Authored by teemperor on Aug 10 2020, 6:46 AM.

Details

Summary

The ASTImporter has an Imported(From, To) callback that notifies subclasses that a declaration
has been imported in some way. LLDB uses this in the CompleteTagDeclsScope to see which
records have been imported into the scratch context. If the record was declared inside the expression,
then the CompleteTagDeclsScope will forcibly import the full definition of that record to the scratch
context so that the expression AST can safely be disposed later (otherwise we might end up going
back to the deleted AST to complete the minimally imported record). The way this is implemented
is that there is a list of decls that need to be imported (m_decls_to_complete) and we keep completing
the declarations inside that list until the list is empty. Every To Decl we get via the Imported
callback will be added to the list of Decls to be completed.

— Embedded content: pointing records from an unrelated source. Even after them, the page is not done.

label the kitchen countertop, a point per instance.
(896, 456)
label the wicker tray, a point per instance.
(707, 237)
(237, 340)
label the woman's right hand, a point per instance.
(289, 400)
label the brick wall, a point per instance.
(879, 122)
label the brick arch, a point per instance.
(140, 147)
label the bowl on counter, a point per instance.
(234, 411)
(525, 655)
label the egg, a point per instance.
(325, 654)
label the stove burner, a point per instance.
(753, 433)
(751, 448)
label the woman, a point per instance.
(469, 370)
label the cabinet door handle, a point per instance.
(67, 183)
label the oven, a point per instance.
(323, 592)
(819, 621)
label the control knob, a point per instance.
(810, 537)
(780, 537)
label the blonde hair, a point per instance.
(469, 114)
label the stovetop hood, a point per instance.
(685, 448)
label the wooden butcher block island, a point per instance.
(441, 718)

There are some situations where the ASTImporter will actually give us two Imported calls with the
same To Decl. One way where this happens is if the ASTImporter decides to merge an imported
definition into an already imported one. Another way is that the ASTImporter just happens to get
two calls to ASTImporter::Import for the same Decl. This for example happens when importing
the DeclContext of a Decl requires importing the Decl itself, such as when importing a RecordDecl
that was declared inside a function.

The bug addressed in this patch is that when we end up getting two Imported calls for the same
To Decl, then we would crash in the CompleteTagDeclsScope. That's because the first time
we complete the Decl we remove the Origin tracking information (that maps the Decl back to
from where it came from). The next time we try to complete the same To Decl the Origin
tracking information is gone and we hit the to_context_md->getOrigin(decl).ctx == m_src_ctx
assert (getOrigin(decl).ctx is a nullptr the second time as the Origin was deleted).

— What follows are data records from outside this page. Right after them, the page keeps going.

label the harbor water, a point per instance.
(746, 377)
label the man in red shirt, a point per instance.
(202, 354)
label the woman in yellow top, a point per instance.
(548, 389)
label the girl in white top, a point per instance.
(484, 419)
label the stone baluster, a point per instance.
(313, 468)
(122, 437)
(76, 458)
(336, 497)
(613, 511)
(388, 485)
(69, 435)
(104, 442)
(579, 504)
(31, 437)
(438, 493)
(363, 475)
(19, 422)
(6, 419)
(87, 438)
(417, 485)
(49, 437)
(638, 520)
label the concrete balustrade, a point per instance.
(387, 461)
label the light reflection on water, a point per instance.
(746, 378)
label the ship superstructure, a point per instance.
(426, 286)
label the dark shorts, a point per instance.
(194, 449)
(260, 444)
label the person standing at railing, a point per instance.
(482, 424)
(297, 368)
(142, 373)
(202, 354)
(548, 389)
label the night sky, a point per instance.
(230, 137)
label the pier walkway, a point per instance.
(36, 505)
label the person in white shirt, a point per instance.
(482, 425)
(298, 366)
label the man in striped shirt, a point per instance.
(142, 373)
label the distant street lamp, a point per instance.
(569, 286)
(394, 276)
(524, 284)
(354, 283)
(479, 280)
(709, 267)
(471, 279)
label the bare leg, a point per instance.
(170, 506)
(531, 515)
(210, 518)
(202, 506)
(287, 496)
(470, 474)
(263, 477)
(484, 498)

This is actually a regression coming from D72495. Before D72495 m_decls_to_complete
was actually a set so every declaration in there could only be queued once to be completed.
The set was changed to a vector to make the iteration over it deterministic, but that also causes
that we now potentially end up trying to complete a Decl twice.

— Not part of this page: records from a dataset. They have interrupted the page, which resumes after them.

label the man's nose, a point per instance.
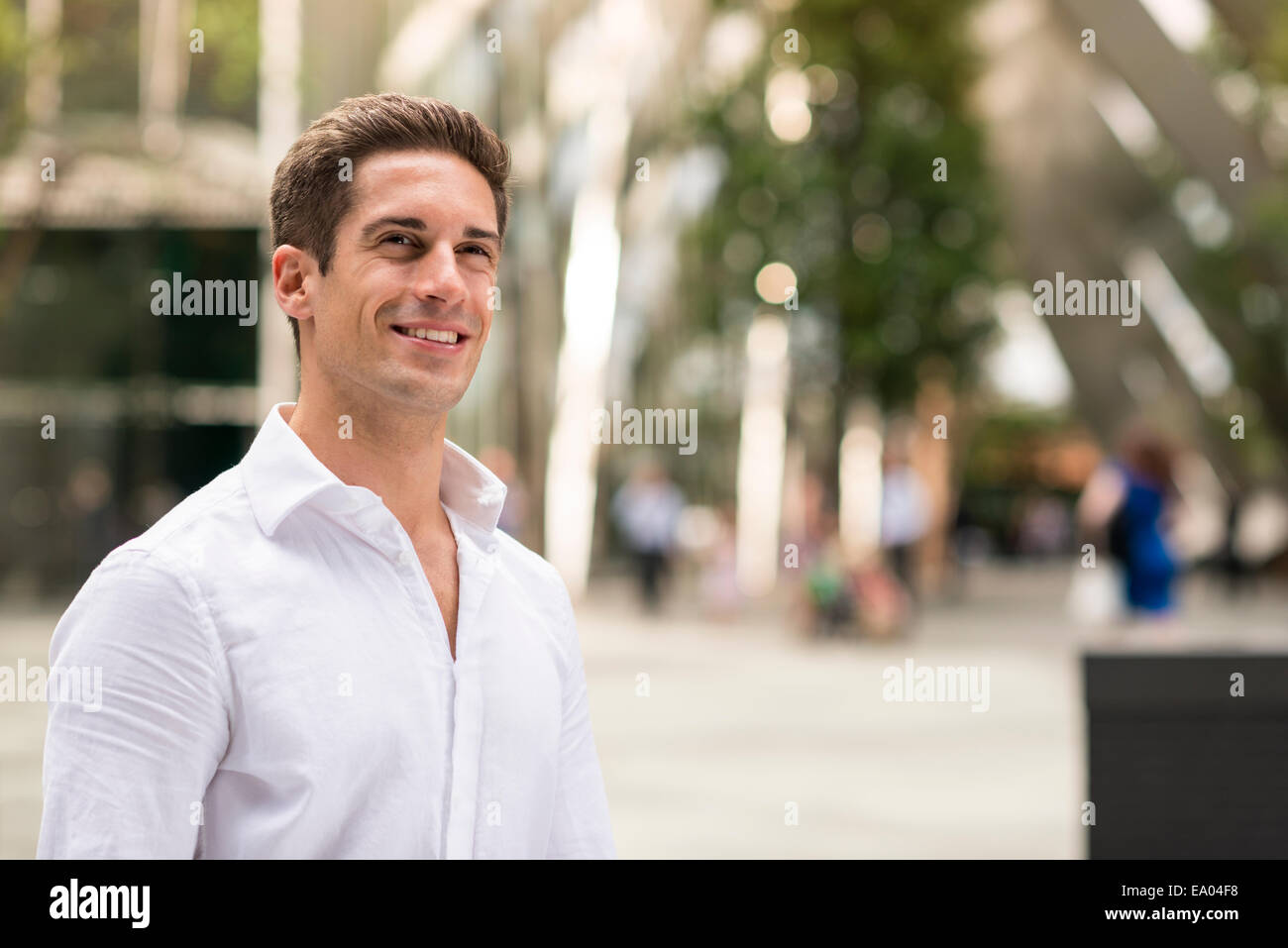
(439, 275)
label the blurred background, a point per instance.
(810, 232)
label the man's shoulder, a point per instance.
(532, 570)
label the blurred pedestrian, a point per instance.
(647, 510)
(905, 517)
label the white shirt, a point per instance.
(277, 683)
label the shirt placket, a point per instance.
(476, 569)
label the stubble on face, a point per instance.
(417, 245)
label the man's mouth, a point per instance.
(432, 335)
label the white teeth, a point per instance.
(433, 335)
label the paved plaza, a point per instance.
(746, 740)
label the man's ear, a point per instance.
(294, 270)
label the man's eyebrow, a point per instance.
(480, 233)
(376, 226)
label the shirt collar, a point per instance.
(281, 473)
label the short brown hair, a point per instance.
(305, 206)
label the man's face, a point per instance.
(403, 308)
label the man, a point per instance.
(331, 651)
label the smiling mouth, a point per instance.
(447, 337)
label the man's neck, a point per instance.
(397, 456)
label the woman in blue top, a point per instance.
(1149, 567)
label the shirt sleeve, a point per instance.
(581, 827)
(128, 780)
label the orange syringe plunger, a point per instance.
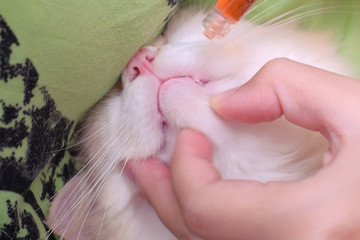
(223, 16)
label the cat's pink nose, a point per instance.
(140, 63)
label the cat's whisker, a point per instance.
(296, 18)
(264, 13)
(87, 175)
(85, 138)
(100, 180)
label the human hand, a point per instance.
(195, 203)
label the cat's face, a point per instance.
(167, 86)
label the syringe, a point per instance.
(223, 16)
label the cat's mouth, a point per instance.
(165, 122)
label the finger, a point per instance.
(153, 178)
(213, 208)
(307, 96)
(192, 155)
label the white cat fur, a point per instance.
(102, 203)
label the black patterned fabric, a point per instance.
(37, 120)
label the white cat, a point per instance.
(167, 87)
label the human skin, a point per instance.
(194, 202)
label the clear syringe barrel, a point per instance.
(223, 16)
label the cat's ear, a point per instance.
(69, 209)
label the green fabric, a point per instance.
(58, 58)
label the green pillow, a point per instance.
(57, 59)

This patch essentially just reverts D72495 and makes the CompleteTagDeclsScope use a SetVector
again for the list of declarations to be completed. The SetVector should filter out the duplicates
and also ensure that the completion order is deterministic. I actually couldn't find any way to cause LLDB
to reproduce this bug by merging declarations (this would require that we for example declare
two namespaces in a non-top-level expression which isn't possible). But the bug reproduces
very easily by just declaring a class in an expression, so that's what the test is doing.

Diff Detail

Event Timeline

teemperor created this revision.Aug 10 2020, 6:46 AM
teemperor requested review of this revision.Aug 10 2020, 6:46 AM

FWIW, the case where we get two Imported calls when importing a RecordDecl inside a FunctionDecl seems a bit like a bug. But the only way I see how this could be fixed is by making the ASTImporter keep track when it actually created a new decl in an ASTImporter::Import(Decl *) call. I'll make a follow up patch for that.

shafik accepted this revision.Aug 13 2020, 11:42 AM

LGTM, it is sad we lose the deterministic ordering though. Would it be efficient enough to use a vector but keep the set to prevent duplicates?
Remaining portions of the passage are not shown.